In what is another significant step towards the alignment of Ukrainian competition law with the European approach, the Antimonopoly Committee of Ukraine ("AMCU") has published Guidelines on the Assessment of Non-Horizontal Mergers ("Guidelines") on 22 March 2018.

Essentially, the Guidelines provide the relevant criteria used by AMCU in its assessment of vertical and conglomerate mergers. Upon establishing the relevant product and geographical markets, the AMCU shall proceed to evaluate the impact of the potential merger on competition in these markets. This impact may be determined by analysis of the following criteria:

  1. market shares of merging undertakings and concentration levels on relevant markets;
  2. potential anticompetitive effects on relevant markets, 
  3. possible balancing effects of the buyer's power;
  4. possible balancing effects of the new undertaking's entry on the market; and
  5. the risk of bankruptcy. 

The above criteria should be applied on a case-by-case basis and the Guidelines establish specific guidance on how the cited criteria should apply in case of a simplified merger notification.

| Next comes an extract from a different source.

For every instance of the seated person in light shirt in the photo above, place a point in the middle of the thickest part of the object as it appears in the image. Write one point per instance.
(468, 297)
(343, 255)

The Guidelines also provide that if as a result of an analysis of criteria (i) and (ii) above there is a risk of market monopolization or significant restriction of competition, then criteria (iii) and (v) shall be additionally applied by the AMCU.

The market power of the merging entities is also considered, with AMCU being unlikely to identify concerns where the post-merger market share is below 30% and the HHI is below 2000.

However, the AMCU shall consider whether any of the following additional factors, which would increase the risk of anticompetitive effects on the market, are in place:

  1. significant cross-shareholdings or cross-control relations among the market participants;
  2. one of the entities is likely to disrupt the coordinated conduct among the entities;
  3. indications of past or ongoing coordination of actions among the merging entities and competitors; or 
  4. one of the entities is likely to broaden its activity in the future (e.g. due to the implementation of innovation technologies). At the same time, even if the post-merger market share exceeds 30% and the HHI is above 2000, the AMCU should still analyse whether a particular merger may affect market competition.

The Guidelines recognize that the anticompetitive effects of non-horizontal mergers may either be coordinated in nature, or non-coordinated (with the latter leading to concerns such as input or customer foreclosure for vertical mergers and foreclosure in related markets for conglomerate mergers). The foreclosure likelihood shall be assessed on a case-by-case basis, taking into account:

  1. the ability to foreclose;
  2. the incentive to foreclose; and
  3. the impact on competition.

Notably, the Guidelines do not include non-coordinated theories of harm other than foreclosure. While the Guidelines are modelled after the Guidelines on the assessment of non-horizontal mergers issued by the European Commission in 2008, they do not precisely mirror the latter, which may lead to different assessment standards.